Writing diversity: Tips for inclusive stories Writing diversity: Tips for inclusive stories
In this article:

    Tropes in context

    Tropes are recognizable patterns in storytelling that can be used to shape reader expectations for your story. Tropes definitionally exist outside the bounds of any one individual story; they rely on shared cultural context to be identifiable and useful to both writer and reader. But this cultural context can be a double-edged sword. Sometimes, tropes come with negative associations due to cultural context and history, and using a trope can inadvertently replicate or contribute to these negative cultural biases and narratives. 

    It’s easiest to talk about this using an example. Let’s look at the “white savior” trope. This is a cross-genre trope in which a story about racism is centered around a white character’s benevolent actions in the face of systemic oppression. The Help, and Green Book, and James Cameron's Avatar series all use the white savior trope. On the surface, this trope is positive: white people can and should be allies in the fight against racism, and it’s good to depict this struggle. However, the problem comes in the emphasis of this trope. This trope stresses individual white people’s positive actions on behalf of oppressed people of color. Ultimately, the struggle around racism in these stories belongs more to the white people who are the main characters, rather than to the people of color who experience racism. In white savior narratives, people of color do not even get to own stories about their own oppression, and preference is instead given to white people’s feelings and personal growth. Very real experiences of racism and oppression are reduced to a plot device for a white protagonist to react to, and the experiences of racialized people are erased from the story.

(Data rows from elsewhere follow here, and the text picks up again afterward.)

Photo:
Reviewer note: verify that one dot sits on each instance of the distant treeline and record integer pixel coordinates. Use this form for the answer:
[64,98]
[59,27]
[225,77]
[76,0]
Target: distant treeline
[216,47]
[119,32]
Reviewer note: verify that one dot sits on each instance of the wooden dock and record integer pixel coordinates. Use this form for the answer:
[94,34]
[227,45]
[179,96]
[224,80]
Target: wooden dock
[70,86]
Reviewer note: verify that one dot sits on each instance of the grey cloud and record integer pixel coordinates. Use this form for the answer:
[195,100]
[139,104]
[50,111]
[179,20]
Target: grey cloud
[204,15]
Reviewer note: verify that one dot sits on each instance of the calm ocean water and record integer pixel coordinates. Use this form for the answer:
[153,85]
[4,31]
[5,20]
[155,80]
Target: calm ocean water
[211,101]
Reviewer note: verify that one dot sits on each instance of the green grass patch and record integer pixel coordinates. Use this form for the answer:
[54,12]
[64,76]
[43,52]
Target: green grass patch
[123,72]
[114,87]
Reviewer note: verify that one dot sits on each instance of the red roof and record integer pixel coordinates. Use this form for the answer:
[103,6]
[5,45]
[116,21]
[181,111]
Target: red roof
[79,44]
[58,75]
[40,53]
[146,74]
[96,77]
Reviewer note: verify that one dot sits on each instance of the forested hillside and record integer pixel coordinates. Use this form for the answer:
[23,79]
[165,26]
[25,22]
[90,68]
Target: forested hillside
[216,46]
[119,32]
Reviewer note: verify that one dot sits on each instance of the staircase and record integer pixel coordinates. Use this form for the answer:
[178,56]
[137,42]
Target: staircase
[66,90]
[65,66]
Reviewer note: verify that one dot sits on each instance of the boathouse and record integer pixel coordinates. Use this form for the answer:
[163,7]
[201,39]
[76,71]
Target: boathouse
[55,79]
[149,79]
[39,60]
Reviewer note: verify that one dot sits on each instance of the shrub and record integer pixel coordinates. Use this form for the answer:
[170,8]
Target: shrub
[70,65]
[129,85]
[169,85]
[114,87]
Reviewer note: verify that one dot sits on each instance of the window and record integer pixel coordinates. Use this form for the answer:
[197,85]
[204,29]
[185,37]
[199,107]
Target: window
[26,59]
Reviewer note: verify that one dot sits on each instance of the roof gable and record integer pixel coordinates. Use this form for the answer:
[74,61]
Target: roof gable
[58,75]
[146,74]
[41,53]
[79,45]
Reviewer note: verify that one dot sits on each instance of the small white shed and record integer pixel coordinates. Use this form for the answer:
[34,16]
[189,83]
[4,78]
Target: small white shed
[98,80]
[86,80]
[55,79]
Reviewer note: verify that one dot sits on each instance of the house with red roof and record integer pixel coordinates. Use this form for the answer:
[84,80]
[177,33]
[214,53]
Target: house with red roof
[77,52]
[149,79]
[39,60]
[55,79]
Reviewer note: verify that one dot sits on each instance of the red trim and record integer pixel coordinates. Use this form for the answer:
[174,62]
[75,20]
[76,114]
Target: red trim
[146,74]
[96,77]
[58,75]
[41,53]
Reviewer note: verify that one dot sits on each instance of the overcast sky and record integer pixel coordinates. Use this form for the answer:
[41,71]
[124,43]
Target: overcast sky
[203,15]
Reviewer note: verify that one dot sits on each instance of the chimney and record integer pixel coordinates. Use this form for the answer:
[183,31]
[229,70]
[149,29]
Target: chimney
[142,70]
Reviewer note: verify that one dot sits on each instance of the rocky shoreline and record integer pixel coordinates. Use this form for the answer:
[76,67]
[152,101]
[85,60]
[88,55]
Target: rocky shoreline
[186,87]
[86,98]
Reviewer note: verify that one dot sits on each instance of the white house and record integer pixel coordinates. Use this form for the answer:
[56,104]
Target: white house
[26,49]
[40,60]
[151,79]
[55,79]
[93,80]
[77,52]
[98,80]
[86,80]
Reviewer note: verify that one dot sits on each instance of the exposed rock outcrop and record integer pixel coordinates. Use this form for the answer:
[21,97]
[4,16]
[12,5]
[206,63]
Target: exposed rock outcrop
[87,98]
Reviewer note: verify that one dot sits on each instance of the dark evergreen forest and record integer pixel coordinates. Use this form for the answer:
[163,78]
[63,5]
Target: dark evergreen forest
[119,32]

    It’s important to note here that these stories do not intend to be racist. Indeed, they often aim to depict allyship. But because the writers are emphasizing white feelings over the experiences of people of color, these stories end up reinforcing on a broader level the very system of white supremacy they say they’re critiquing. Authors who use this trope might mean well, but the context and meaning of these narratives overtakes the author’s intent. The cultural context is more powerful than the individual narrative, and so the meaning is determined by that context more than it’s determined by the story itself. This is why it’s important to have a thorough grasp on the context of the social issues you’re writing about, especially if they’re not issues that directly negatively affect you. 

    Note: the following section contains discussion of some issues around consent we commonly see in Wattpad stories. 

    Even when we’re working well within our own experience, tropes can sometimes set us up for difficulty because of the implications, intentional or not, that they create in the text. Let’s take a classic Wattpad trope: forced marriage. In the forced marriage trope, the two romantic leads are forced by circumstances outside of their control to marry each other, regardless of their personal feelings. There is usually a high degree of conflict between them: they don’t like each other or want to be married to one another, though sometimes it’s just one person who doesn’t want to be married. This trope is exciting because it automatically introduces conflict into the relationship even as it locks the romantic leads into each other’s lives. There’s a lot of drama baked in! However, the very dramatic appeal of the trope also sets the stage for consent issues in the relationship if the author isn’t careful. Being unable to leave a relationship without serious consequences (either from the other person or from the people around you) is antithetical to good consent, where both parties are able to say yes or no without negative consequences.

    This is particularly intense if there is some expectation in the story that the marriage will be consummated. Another common element of this trope is dependency: one party is dependent on the other for shelter, money, or protection. This creates a power dynamic between the characters where one character is incentivized not to say no to the other because of their material reliance, which once again complicates the consent.  All of these factors can create a dynamic between the characters that is potentially toxic, coercive, or abusive. If your intention is to write a happily-ever-after romance, you’ll want to be more careful around these elements. 

    This is not to say you can’t write forced marriage. It’s a fun, spicy trope that can be done super well! But writing it well means attending very carefully to the nuances of the interactions between the characters to make sure it doesn’t cross a line into coercion. At minimum, making clear that both characters actively desire and are and are continuously consenting to intimacy is more important here than it might be in romances without this kind of trope. 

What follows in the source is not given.